(WASHINGTON, DC) – Today, Mayor Muriel Bowser and the Office of the Deputy Mayor for Planning and Economic Development (DMPED) issued An Assessment of the Need for Large Units in the District of Columbia, a study of the inventory and demand for family rental housing units in the District of Columbia.
“The good news is that the District has a lot of family-sized units, but we must work to make more of them available to working households across the city,” said Mayor Bowser. “We are committed to helping families stay and thrive in the District, and the findings from this study will help guide my Administration’s efforts to ensure family-sized units are more equitably distributed and affordable.”
The study found that DC is home to 38,800 “large” households – meaning households made up of four or more people. More than half of large households rent their housing, and have incomes less than 50% of the median family income (MFI). One-third of DC’s housing stock are family-sized units and, while there is a significant supply of family-sized units, there is a shortage of family-sized units affordable to families at very low-income levels. In this study, “family-sized units” refers to housing with three or more bedrooms.
To complete the study, DMPED contracted with the Coalition for Nonprofit Housing and Economic Development (CNHED) in partnership with the Urban Institute to conduct the assessment of family-sized units. The study was developed per a request of Ward 5 Councilmember Kenyan McDuffie, chairman of the Committee on Business and Economic Development, to assess the inventory of family-sized units in the District.
“There has been a growing concern about the lack of affordable housing for larger families in DC, which is why I prioritized funding this study – so we have the data to make informed policy decisions,” said Councilmember McDuffie. “I thank Mayor Bowser, the Office of the Deputy Mayor of Planning and Economic Development, CNHED, and the Urban Institute for their work on this important report. As the Council is in the midst of its work to update the District’s Comprehensive Plan, we must use this study and other data as tools to address the lack of all sizes of affordable housing, including family-sized units, and to promote racial equity, social justice, and economic inclusion for all residents of the District.”

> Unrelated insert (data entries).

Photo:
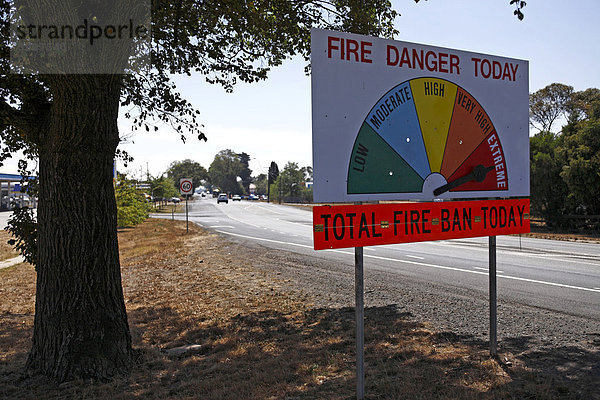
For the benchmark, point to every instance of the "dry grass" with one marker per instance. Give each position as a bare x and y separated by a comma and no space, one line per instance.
257,337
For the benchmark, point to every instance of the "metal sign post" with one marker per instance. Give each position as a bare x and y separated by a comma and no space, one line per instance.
360,322
493,297
186,188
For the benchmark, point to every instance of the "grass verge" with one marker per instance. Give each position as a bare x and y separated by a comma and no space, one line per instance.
207,325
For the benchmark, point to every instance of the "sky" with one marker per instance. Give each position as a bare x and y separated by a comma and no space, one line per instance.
271,120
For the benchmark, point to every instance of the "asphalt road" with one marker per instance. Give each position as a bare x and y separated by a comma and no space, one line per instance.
552,275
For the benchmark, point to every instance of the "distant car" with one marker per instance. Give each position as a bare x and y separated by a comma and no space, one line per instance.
222,198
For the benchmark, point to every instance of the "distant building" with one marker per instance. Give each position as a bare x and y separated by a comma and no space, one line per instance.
11,193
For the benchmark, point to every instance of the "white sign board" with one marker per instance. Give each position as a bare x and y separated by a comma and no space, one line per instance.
185,186
403,121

In addition to publishing the study, DMPED is launching the DC Housing Data Blog to build a stronger shared understanding of housing data in the District. The blog will provide analysis on housing in the District, as well as on the many factors that influence housing, such as employment, the economy, and business development. The blog’s first post breaks down the Affordable Family-Sized Unit Study and future posts will explore housing data, and the relationship between employment, the economy, and housing in DC.

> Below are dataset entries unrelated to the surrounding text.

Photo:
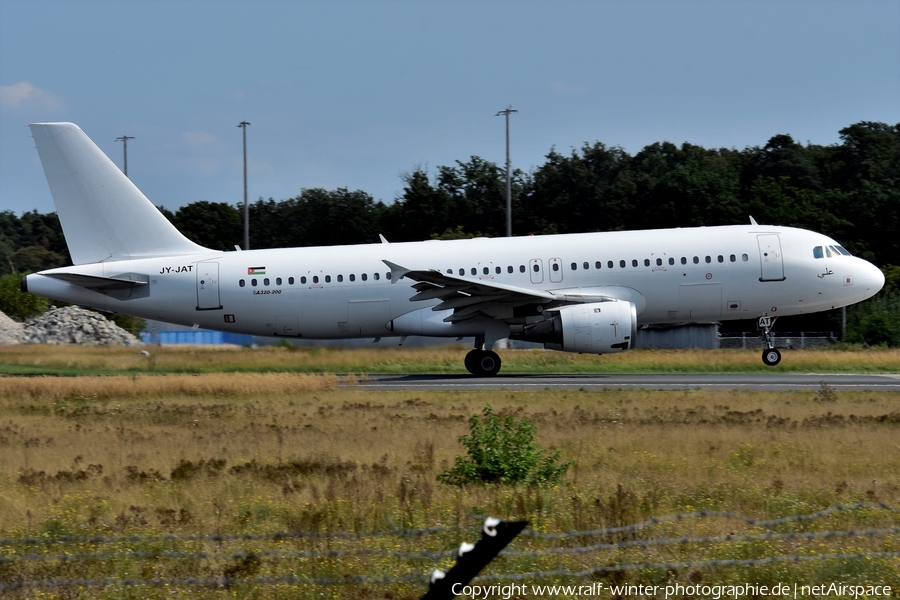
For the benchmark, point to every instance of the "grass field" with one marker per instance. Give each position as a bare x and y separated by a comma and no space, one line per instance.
99,360
131,457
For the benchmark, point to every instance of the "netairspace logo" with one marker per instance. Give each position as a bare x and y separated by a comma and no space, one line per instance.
713,592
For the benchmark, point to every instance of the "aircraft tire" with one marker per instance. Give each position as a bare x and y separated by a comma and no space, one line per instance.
471,361
771,356
488,364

“In May, Mayor Bowser signed an order on housing directing District agencies to identify new policies, tools, and initiatives to begin fulfilling her bold goal of creating 36,000 new housing units, 12,000 of them affordable, by 2025,” said Deputy Mayor for Planning and Economic Development Brian Kenner. “This study is an important guide for informing how we use every tool in our toolkit to accelerate the development and retention of affordable housing, and we will need to find new ways of creating and protecting affordable housing for larger families.”
DMPED also conducted a survey of residents' housing and moving experiences to gain an improved understanding of people's attitudes toward their current housing, the reasons that motivate them to move, and their desired housing characteristics. The results of the survey can be found here.
“The District's supply of family-sized rental units affordable to low-income households falls far short of the need,” said Steve Glaude, President & CEO of CNHED. “This study provides valuable recommendations for setting family-sized affordable housing production and preservation goals and using new and existing tools to meet them.”
“Families in the District have to compete against single adults and groups of adults, who may have higher incomes, for a limited supply of family-sized units,” said Peter Tatian, a senior fellow at Urban Institute and one of the study’s authors. “This study sheds light on the need to increase the availability of affordable, larger units so that the District will continue to be a place that is welcoming for families.”